Ken Logan is group sustainability and regulatory director of A-Gas International, the world’s largest refrigerant recovery-and-reclamation company. The company’s technology effectively abated about the emissions equivalent of 8 million metric tonnes of CO2 in 2022—about the same as would come from removing over 1.6 million cars from the roads for a year. This year, a majority stake was sold to TPG Rise Climate to enable A-Gas to keep scaling up.
What is a climate technology that isn’t getting the attention or funding it deserves?
Having been involved with the cooling industry for all my working life, it was Project Drawdown’s analysis on the management and destruction of existing refrigerants that really caught my attention. There is a huge decarbonization opportunity in lifecycle management of legacy refrigerants that remain in use within older air conditioning and refrigeration equipment across the world. This definitely requires further attention and funding to stop these potential emissions from taking place.
What is the single most important action you think the public, or a specific company or government, needs to take in the next year to advance the climate agenda?
The Montreal Protocol and its Kigali Amendment has successfully delivered on phasing out the manufacture and use of many previous generations of refrigerants. The attention now needs to turn to effectively managing the existing installed quantities, in a holistic manner, so that they do not find their way into the atmosphere. Here, a circular economy approach can be put in place to recover and reclaim existing refrigerants, in place of virgin manufacturing, where their future reuse is allowed, and where there is no reuse potential they should be permanently destroyed.
What sustainability effort do you hope will gain popularity with the general public this year, and why?

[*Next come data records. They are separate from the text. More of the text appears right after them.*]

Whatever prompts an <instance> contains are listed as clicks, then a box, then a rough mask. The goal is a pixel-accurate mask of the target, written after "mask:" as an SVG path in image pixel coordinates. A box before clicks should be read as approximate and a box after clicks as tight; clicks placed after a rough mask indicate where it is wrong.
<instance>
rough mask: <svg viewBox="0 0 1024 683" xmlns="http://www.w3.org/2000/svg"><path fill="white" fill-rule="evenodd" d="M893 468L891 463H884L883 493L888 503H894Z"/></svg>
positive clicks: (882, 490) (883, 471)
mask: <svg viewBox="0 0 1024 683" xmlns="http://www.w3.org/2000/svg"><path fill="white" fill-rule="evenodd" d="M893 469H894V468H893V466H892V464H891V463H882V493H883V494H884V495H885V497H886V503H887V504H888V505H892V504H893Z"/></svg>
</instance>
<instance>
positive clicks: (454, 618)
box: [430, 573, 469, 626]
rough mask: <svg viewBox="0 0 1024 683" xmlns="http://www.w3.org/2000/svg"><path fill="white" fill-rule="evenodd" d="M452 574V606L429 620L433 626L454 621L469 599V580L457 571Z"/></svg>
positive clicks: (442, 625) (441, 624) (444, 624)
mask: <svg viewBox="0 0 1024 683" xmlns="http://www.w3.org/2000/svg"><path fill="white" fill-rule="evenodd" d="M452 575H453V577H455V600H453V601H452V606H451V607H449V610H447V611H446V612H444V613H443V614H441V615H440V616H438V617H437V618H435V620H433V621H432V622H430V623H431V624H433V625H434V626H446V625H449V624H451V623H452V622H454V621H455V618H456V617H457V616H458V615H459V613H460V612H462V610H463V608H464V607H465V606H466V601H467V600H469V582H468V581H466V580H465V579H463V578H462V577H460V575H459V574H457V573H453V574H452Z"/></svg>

The compliance and voluntary carbon markets play an important role in helping to fund and eradicate older generations of refrigerants, on an ongoing basis. It’s in everyone’s best interest that older ozone depleting and high global warming refrigerants are captured and destroyed. I would like to see a wider understanding and adoption of these long standing and mutually successful carbon methodologies, to help further enable lifecycle refrigerant management on a global basis.